NASP Responds to FTC Findings and Reiterates Plea:
Specialty Pharmacies and Their Patients Can’t Continue to Wait for PBM Reform-Related Pharmacy Protections
WASHINGTON, DC (January 15, 2025) – The National Association of Specialty Pharmacy (NASP) issued the following statement after the Federal Trade Commission (FTC) published a second interim report this week on certain PBM practices and the impact vertically integrated businesses have on access to and the affordability of medications.
NASP, representing all types of specialty pharmacies that support patients with significant and complex diseases (cancer, MS, rheumatoid arthritis, HIV, cystic fibrosis, organ transplantation, rare diseases, etc) thanks the FTC for it’s long-term study of PBM use of specialty drug lists, specialty drug policies, and practices that limit specialty pharmacy networks and steer specialty patients and drugs away from those specialty pharmacies that are not otherwise owned or affiliated by a PBM or their vertically integrated partners.
NASP President and CEO Sheila Arquette, RPh stated, “This report and any actions to change laws and enforce current regulations has been a long time coming.

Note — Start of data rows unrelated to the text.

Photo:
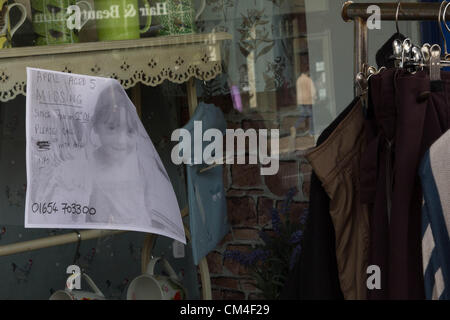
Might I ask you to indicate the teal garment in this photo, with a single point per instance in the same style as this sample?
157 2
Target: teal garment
207 199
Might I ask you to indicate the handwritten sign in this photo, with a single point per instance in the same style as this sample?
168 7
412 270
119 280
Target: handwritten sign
90 161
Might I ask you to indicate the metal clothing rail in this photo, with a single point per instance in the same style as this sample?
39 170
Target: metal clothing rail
419 11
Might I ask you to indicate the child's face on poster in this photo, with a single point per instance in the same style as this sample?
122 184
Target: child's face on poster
116 137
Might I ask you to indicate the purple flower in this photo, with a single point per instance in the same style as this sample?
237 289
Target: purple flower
247 260
276 221
304 216
265 237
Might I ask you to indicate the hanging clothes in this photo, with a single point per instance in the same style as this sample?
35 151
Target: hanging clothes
337 165
409 113
315 275
435 178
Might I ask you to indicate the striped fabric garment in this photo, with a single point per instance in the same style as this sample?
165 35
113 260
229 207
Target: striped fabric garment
435 178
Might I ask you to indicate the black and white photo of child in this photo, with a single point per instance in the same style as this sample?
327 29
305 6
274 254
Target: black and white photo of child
117 184
103 165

While the voice of all non-affiliated specialty pharmacies — independent, hospital-based, retail, grocer-based, and others– can be heard in some of the FTC’s findings, we find ourselves asking ‘how many more reports and investigations are needed before Congress and an Administration take action?’ Underwater reimbursement to non-affiliated pharmacies, patient steering, and other deliberate efforts identified by the FTC to preclude accredited specialty pharmacies from network participation must be addressed. These actions limit patient access to the specialty pharmacies of their choice that patients rely on to manage their complex and often life threatening specialty diseases and conditions.”